During the time period from 2013-2019, the data set contains \(N=73,474\) vulnerabilities. Of these, 1,186 were observed to have public exploits (\(\mathbf{X}\)) prior to the earliest observed vulnerability disclosure date (\(\mathbf{P}\)), giving an overall success rate for \(\mathbf{P} \prec \mathbf{X}\) of 0.984. The mean monthly \(\alpha_{\mathbf{P} \prec \mathbf{X}}\) is 0.966 with a range of [0.873, 1.0]. The volatility of this measurement appears to be higher than that of the Microsoft data. The cumulative \(\alpha_{\mathbf{P} \prec \mathbf{X}}\) comes in at 0.968 with an interval spanning [0.966, 0.970]. A chart of the trend is shown below.
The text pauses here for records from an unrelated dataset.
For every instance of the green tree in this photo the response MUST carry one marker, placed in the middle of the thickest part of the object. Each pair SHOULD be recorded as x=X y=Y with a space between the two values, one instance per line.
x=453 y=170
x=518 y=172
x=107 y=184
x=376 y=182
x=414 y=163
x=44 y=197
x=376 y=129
To estimate unobserved \(\alpha_d\) from the commodity exploit observations, we repeat the procedure outlined above. This time, we use \(N=73,474\) and estimate \(f^{est}_{d}\) for \(\mathbf{P} \prec \mathbf{X}\) with Beta parameters \(a=72,288\) and \(b=1186\). As above, we find evidence of skill in positive estimates of \(\alpha_d\) for all desiderata except \(\mathbf{P} \prec \mathbf{A}\) and \(\mathbf{X} \prec \mathbf{A}\), which are negative. The most common sample median history rank in this estimate is 33 with a range of [32,33], which while lower than the median rank of 53 in the Microsoft estimate above, still beats the median rank of 11 assuming uniform event probabilities. The results are shown in the right-hand figure above.